Upon notice of termination or after an employee’s last day, the employer should immediately terminate the employee’s access to the offices, computers and computer system, including remote access and BlackBerry service, voice mail, e-mail, and client and company documents. If the employee requests computer access to retrieve personal information, the employer should have either a company representative do it or monitor the employee.
In some cases, particularly where wrongdoing is suspected or there is increased risk of litigation, the employer should preserve the employee’s hard drive, network files, e-mails and BlackBerry.
Data loss and damage is, in large part, preventable. Business leaders should know exactly where sensitive data is, how it is used and how to prevent it from being illicitly copied or sent outside the company. Well-defined policies, clear communication, tight controls on data access and an exit procedure for departing employees are essential.
How Much Networking?
A trend in hiring is to find the applicant’s profile on social networking web sites such as MySpace, Facebook, LinkedIn and Friendster. In Moreno v. Hanford Sentinel Inc., 172 Cal. App. 4th 1125 (2009), regarding a matter unrelated to employment, a California Court of Appeal held that when a person posts on MySpace, it is not "private." Arguably, there is no invasion of privacy when an employer uses posted information or discloses posted information to others.
However, employers should still be careful about how they use the information they discover online. For example, an employer might learn that an employee identifies himself or herself as being part of a particular religion or having a particular sexual orientation, or some other information that falls within a protected category. If mishandled, this knowledge could lead to violations of state or federal laws.

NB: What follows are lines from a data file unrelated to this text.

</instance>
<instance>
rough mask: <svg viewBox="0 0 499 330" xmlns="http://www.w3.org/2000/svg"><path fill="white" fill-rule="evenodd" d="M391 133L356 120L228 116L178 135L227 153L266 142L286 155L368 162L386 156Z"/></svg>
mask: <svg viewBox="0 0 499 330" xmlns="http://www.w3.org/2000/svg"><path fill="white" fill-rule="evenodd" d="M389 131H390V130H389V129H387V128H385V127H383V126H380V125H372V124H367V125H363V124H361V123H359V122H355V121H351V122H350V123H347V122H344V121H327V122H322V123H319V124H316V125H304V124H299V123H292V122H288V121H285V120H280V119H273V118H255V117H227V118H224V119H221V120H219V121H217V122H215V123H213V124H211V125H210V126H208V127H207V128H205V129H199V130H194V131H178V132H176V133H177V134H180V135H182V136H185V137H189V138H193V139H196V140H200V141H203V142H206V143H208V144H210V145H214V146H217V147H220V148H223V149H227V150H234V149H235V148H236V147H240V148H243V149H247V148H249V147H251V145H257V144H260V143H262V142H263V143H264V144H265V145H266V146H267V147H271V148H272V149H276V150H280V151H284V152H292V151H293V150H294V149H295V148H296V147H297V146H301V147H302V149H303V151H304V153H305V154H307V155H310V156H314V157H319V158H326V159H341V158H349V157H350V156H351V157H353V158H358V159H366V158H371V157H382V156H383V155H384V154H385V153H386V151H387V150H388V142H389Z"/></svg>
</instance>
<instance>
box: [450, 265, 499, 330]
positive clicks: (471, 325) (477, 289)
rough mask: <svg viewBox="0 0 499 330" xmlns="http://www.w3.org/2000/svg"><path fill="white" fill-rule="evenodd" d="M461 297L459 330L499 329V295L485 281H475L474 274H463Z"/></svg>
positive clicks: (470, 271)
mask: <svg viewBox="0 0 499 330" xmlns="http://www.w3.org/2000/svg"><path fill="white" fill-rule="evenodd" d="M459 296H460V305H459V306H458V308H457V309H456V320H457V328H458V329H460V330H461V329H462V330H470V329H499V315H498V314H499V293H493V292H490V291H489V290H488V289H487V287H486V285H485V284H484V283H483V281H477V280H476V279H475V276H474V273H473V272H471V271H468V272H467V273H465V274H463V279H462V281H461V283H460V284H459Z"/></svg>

Employers should consider whether they want to limit employee access to such sites, and specify how in their policies. If some personal use is allowed at work, it should be spelled out in clear terms. For example, "limited personal use of some sites is permissible, as long as it is consistent with conscientious job performance." Prohibited conduct, such as gambling, entertainment downloading, visiting pornographic or adult sites, and making personal purchases, should be included in any policy as well.
Keep It Real
There is little good that comes from having a computer and Internet use and monitoring policy if employers don’t enforce it. Routine monitoring and enforcement of policies, and discipline for violations, are as important as the policy. Most managers are willing to live with a little personal use of computers at work and acknowledge that there are periods of unproductiveness in every workday. Ultimately, it is top executives’ responsibility to determine how much personal use is too much and to identify appropriate methods to curb excessive use.
Too much leeway can be dangerous. For all you know, an employee might be accessing information, visiting an adult web site or sending an inflammatory e-mail via the company’s system while you are reading this article.
The author practices employment litigation and counseling, primarily for employers, with the Encino, Calif., law firm Lewitt, Hackman, Shapiro, Marshall & Harlan.